At the end of each day I would dump my cards onto an external hard drive. This would ensure that I had plenty of space for the next days photos. It also made photography organization much much easier by breaking down my captures into camera setup (zoom vs wide angle lens) and day. We can go over file management another time. I am a mac user and the LaCie Rugged Thunderbolt and USB 3.0 2TB hard drive is hands down my favorite. It is super fast when ingesting the days photos, it is durable, and the cable is attached to the hard drive so you do not have to worry about losing it. It can also hold a ton of photos.
The biggest challenge when shooting with the 100-400 lens is that your arm gets tired. Especially when you are on a 4 hour game drive. To avoid this I brought my MeFOTO travel tripod that converts to a monopod. The monopod worked great in the back of the safari vehicle. It allowed me to have a steady hand when shooting, the versatility to easily pan, and I did not have to hold a 4 pound lens up for the majority of the day. At night I was able covert the mono pod back to the tripod and get some amazing long exposure shots of the milky way. Did I mention that this tripod fits inside a standard carry on suitcase?

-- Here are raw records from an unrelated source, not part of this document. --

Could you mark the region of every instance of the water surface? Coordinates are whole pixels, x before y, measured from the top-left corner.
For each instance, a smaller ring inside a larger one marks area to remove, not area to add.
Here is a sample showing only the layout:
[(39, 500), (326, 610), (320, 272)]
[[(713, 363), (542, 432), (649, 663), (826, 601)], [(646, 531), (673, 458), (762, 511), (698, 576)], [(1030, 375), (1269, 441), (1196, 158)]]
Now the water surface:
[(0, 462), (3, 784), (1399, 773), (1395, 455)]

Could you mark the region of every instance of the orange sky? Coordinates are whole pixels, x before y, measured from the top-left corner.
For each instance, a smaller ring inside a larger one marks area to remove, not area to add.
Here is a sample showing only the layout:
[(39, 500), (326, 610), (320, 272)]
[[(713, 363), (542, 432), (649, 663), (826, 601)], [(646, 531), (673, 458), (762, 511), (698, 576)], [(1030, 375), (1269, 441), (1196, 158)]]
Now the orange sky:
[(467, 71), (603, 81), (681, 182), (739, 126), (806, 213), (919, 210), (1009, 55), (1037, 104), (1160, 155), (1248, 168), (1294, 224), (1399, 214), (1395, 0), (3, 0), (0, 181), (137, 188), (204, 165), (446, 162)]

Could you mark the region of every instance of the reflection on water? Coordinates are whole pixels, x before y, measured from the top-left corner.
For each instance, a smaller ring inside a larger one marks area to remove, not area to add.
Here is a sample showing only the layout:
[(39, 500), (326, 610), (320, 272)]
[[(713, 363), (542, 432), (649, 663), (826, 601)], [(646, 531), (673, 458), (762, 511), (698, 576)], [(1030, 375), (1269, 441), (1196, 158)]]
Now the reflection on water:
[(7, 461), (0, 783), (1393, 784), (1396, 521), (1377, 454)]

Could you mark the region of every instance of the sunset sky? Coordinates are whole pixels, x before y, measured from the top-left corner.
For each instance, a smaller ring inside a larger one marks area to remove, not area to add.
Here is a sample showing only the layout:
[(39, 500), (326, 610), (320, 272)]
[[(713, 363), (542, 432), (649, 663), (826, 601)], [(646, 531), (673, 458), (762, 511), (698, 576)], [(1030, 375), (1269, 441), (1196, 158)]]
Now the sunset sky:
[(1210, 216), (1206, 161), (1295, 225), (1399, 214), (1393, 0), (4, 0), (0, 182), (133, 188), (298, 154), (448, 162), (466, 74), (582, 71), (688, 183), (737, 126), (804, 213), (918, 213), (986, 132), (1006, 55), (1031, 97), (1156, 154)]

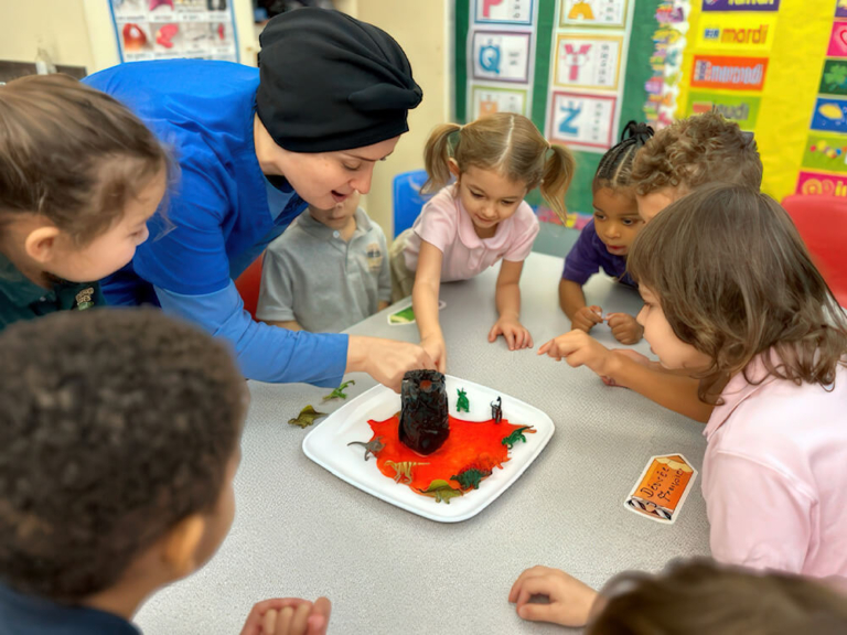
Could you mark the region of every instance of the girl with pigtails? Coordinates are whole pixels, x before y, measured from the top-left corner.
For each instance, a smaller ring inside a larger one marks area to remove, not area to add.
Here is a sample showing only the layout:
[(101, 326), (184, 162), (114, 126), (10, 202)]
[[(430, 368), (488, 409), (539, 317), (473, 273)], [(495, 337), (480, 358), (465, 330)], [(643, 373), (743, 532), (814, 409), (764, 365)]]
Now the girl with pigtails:
[(518, 283), (539, 227), (524, 197), (540, 187), (564, 220), (572, 154), (548, 143), (526, 117), (500, 112), (467, 126), (437, 127), (425, 158), (429, 180), (422, 191), (438, 193), (392, 247), (395, 301), (411, 292), (420, 344), (443, 373), (441, 281), (467, 280), (502, 261), (495, 292), (498, 318), (489, 342), (503, 335), (510, 351), (532, 347), (533, 338), (519, 320)]

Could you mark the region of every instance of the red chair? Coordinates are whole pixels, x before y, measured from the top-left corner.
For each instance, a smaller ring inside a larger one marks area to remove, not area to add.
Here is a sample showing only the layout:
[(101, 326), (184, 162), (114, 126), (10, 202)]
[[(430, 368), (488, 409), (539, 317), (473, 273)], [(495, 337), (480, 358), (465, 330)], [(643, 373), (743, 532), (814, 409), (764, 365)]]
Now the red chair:
[(256, 258), (253, 263), (245, 269), (235, 281), (235, 288), (244, 300), (244, 310), (256, 320), (256, 308), (259, 304), (259, 288), (261, 286), (261, 260), (265, 252)]
[(794, 194), (783, 198), (782, 206), (836, 299), (847, 306), (847, 201)]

For the days I did not bring the tripod out, I made sure to bring my portable GorillaPod. This flexible tripod goes everywhere with me and has saved the day more times than not. It has a small footprint and works great as a tripod when you are in a crunch.
Traveling with a ton of camera gear is never easy. You want to protect your expensive camera gear, be comfortable transporting it, and make sure you do not have to check it when flying. The ProTactic 450 Camera Backpack from Lowepro is the best camera bag I've owned. It has top, back, and side access points to quickly grab the great in the bag. It had plenty of room to fit my 2 camera bodies, 2 lenses, batteries, battery chargers, laptop, external hard drive, headphones, microphone, and multiple portable power packs. It also fits under your seat when flying.
On this trip we went on a bunch of hikes. While the ProTactic is great for traveling, its not the best bag for hiking. For our hikes I would transfer all the gear I wanted to use on the trails into the Photo Sport 200 AW by Lowepro. This camera bag is perfect for day trips. It has a padded interior case to hold 1 DSLR and 2 lens with side access to quickly grab your gear. When it starts to rain break out the All Weather cover and your gear stays dry. This feature came in especially handy when we were hiking Victoria Falls.